Fathi Bashagha, the interior minister for the Tripoli-based administration, said his government proposed hosting a base after Secretary of Defense Mark Esper laid out plans to scale back the U.S. military presence on the continent and re-focus deployments globally on confronting Russia and China.
Bashagha’s government has been engaged in a months-long battle with forces trying to seize the capital led by eastern strongman Khalifa Haftar, who’s backed by Russian mercenaries.
“The redeployment is not clear to us,” Bashagha said, speaking in a phone interview with Bloomberg on Friday. “But we hope that the redeployment includes Libya so it doesn’t leave space that Russia can exploit.”
Bashagha warned that Russia’s backing of Haftar was part of a broader push for influence.
“The Russians aren’t in Libya just for Haftar,” he said. “They have a big strategy in Libya and Africa.”
“Libya is important in the Mediterranean: it has oil wealth and a 1,900-kilometer coast and ports which allow Russia to view it as the gate to Africa,” Bashagha said. “If the U.S. asks for a base, as the Libyan government we wouldn’t mind — for fighting terrorism, organized crime and keeping foreign countries that intervene at a distance. An American base would lead to stability.”

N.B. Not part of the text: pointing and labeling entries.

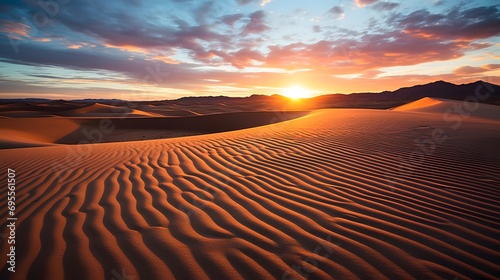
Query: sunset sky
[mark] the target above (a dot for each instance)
(157, 49)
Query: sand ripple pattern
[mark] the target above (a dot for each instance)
(320, 197)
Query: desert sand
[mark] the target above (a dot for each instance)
(333, 194)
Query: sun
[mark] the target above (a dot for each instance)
(296, 92)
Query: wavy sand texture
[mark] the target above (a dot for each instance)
(340, 194)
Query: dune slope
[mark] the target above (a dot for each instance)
(342, 194)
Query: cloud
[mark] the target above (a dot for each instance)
(471, 24)
(14, 30)
(471, 70)
(336, 11)
(256, 24)
(231, 19)
(385, 6)
(362, 3)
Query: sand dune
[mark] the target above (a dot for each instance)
(336, 194)
(35, 132)
(446, 106)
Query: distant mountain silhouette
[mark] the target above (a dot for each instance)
(381, 100)
(388, 99)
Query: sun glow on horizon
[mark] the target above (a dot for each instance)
(296, 92)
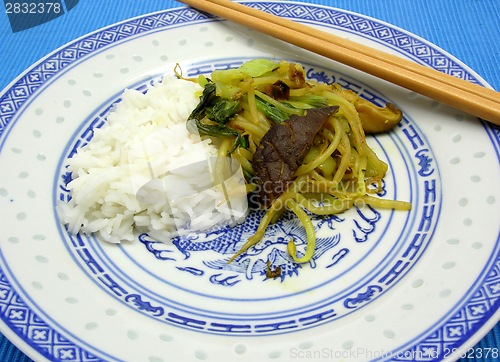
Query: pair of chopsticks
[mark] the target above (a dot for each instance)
(471, 98)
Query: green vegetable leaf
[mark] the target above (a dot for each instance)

he U.S. hasn’t had forces in Libya since last April, when it withdrew them as Haftar’s forces marched toward the capital. The country has been in turmoil since a 2011 U.S.-led and NATO-backed uprising ousted long-time autocrat Moammer al-Qaddafi. The following year, a jihadist-led mob attacked the U.S. consulate in the eastern city of Benghazi, killing the American ambassador, Christopher Stevens. In a 2016 interview with Fox News, then-President Barack Obama said that failing to plan for the aftermath of Qaddafi’s ouster was the worst mistake of his presidency.
“We hope that the U.S. can move on from this regretful incident,” Bashagha said of the attack on the embassy. “All Libyans regret it. It wasn’t the Libyan people but a small group of criminals that did it.”